マテリアルデザインは強化されたものの、一見情報は以前にも増して多く掲載され続けているのでは、という印象です。しかしこれは、コーポレートサイトとオンラインストアを統合させた、戦略転換を兼ねたリニューアルを行っているためです。
ECはまだシンプルなデザインがベスト、という感じにはなっていませんので、別のトレンドとして追っていく必要があるのでしょう。
またこうしたサイト統合によるオムニチャネルや、デジタルマーケティング戦略に基づくデザインがどうなっていくかも、今後は注目して見ていくと良いかもしれません。
トレンドの背景はモバイル
こうした「シンプル」「マテリアルデザイン」が流行る理由は、どういったものでしょうか。
大きくはスマートフォン(スマートデバイス)の普及です。
レスポンシブを採用するため、といった制作上の理由もありますが、ユーザーがスマホからのアクセスに慣れているので、それに合わせた操作感、見た目となってきているということがあるでしょう。
ページ遷移ではなくスクロールして見ていくので、1カラムの縦長サイトへ移行してきた、というのは代表的な変化です。加えてマウスによるクリックではなくタップのしやすさ、あるいは最近だとPCではなくタブレットでタッチした際の操作感についても、考慮する必要があります。
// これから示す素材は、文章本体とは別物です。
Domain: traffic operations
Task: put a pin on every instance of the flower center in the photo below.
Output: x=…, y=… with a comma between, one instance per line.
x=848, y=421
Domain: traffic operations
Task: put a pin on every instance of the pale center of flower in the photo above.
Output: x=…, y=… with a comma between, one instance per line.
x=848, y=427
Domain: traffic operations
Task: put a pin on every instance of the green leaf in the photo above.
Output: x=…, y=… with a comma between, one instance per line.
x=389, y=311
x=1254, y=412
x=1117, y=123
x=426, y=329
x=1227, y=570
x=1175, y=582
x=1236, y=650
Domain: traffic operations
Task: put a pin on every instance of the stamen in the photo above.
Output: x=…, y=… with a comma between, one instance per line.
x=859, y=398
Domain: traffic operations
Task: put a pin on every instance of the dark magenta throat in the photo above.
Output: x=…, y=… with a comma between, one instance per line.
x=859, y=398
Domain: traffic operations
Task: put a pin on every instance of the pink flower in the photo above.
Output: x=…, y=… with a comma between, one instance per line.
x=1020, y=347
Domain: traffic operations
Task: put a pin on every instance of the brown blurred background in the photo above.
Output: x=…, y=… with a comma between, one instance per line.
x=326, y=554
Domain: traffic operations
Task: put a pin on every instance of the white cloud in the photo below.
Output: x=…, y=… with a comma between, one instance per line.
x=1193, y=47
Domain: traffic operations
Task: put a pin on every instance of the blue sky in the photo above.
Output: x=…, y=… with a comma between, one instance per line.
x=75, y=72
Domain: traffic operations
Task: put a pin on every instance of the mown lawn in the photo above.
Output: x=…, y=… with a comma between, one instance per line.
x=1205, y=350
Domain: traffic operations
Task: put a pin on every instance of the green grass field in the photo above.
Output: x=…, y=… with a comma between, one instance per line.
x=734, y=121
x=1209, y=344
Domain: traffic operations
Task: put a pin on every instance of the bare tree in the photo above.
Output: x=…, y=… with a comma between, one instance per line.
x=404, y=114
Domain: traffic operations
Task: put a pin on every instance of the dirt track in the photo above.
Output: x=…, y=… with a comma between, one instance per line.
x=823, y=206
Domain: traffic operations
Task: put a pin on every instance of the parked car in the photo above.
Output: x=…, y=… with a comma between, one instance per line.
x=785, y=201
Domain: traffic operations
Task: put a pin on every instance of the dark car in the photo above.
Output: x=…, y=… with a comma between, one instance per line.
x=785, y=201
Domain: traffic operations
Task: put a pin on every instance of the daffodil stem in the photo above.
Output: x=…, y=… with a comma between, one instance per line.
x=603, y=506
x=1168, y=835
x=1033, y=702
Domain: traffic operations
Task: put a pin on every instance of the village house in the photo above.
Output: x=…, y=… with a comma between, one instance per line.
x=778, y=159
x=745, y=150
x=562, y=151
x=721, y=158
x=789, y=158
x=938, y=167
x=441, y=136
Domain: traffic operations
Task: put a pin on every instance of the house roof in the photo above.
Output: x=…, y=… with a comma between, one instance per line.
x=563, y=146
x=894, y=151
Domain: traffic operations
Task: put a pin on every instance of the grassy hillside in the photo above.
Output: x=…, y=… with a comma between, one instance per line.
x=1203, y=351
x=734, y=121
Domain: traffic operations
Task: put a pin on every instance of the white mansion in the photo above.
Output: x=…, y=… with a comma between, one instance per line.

細かな配置やビジュアルは今後もトレンドが移り変わっていくでしょうが、こうしたスマートデバイスで操作しやすい、という点は最適なUIとして定着していきそうです。
デザインの裏側:プロトタイプツールの台頭
大きく変わろうとしている制作環境
次に「制作環境の変化」です。
制作側の内容ですが、自分でデザインや制作を行っていない方にも密接な関わりがあるため、取り上げさせて頂きます。
制作環境の変化で大きいのが、プロトタイプツールの広がりです。これが業務プロセスに変革をもたらします。まず従来からのWebデザインの基本的な業務プロセスは、下記のようなものです。
企画→要件定義→設計→ワイヤーフレーム→デザイン(モックアップ)→コーディング→テストアップ→公開
文字にするとスラスラ流れる感じですが、実際には至るところで時間を要します。また、企業のサイトであれば確認や承認者も複数となるため、余計に時間がかかるでしょう。広く公開する会社の顔ですから確認の省略はできません。
ではどうすれば効率良くできるようになるかと言えば、業務プロセスの一部をまとめれば良いのです。
製品や営業といったWebに直接関わらない部門、あるいは経営層など関係者が複数いるだけでなく、意見が分かれていくのがデザイン部分です。ここは各自の好みが多く入って来るからです。
具体的には色や各パーツの大きさ、レイアウト、つまり見た目のデザイン部分に多くの指摘が入ります。
実際の現場だと、ワイヤーフレームでFIXがされていても、デザインを見せたら大きく変更になって返ってくる、というのもありがちです。
UIデザイナーやディレクターにとってみたら、これまでの議論は何だったのか、という感じになりますし、何よりプロジェクト自体の進行に大きな影響が出てしまいます。
またWebですから、画面遷移も気になるところです。デザインはOKが出たのに、テストアップしたサイトを見せると「どうしてここでクリックできないんだ」という意見が出てきます。Web担当者自身の意図ともまま違っていて、「ここ、リンクなかったんですか?」というやり取りを制作会社としているシーンによく出くわします。
そこで、「ワイヤーフレーム→デザイン(モックアップ)→コーディング」の部分をひとまとめにする業務プロセスが、数年前から唱えられています。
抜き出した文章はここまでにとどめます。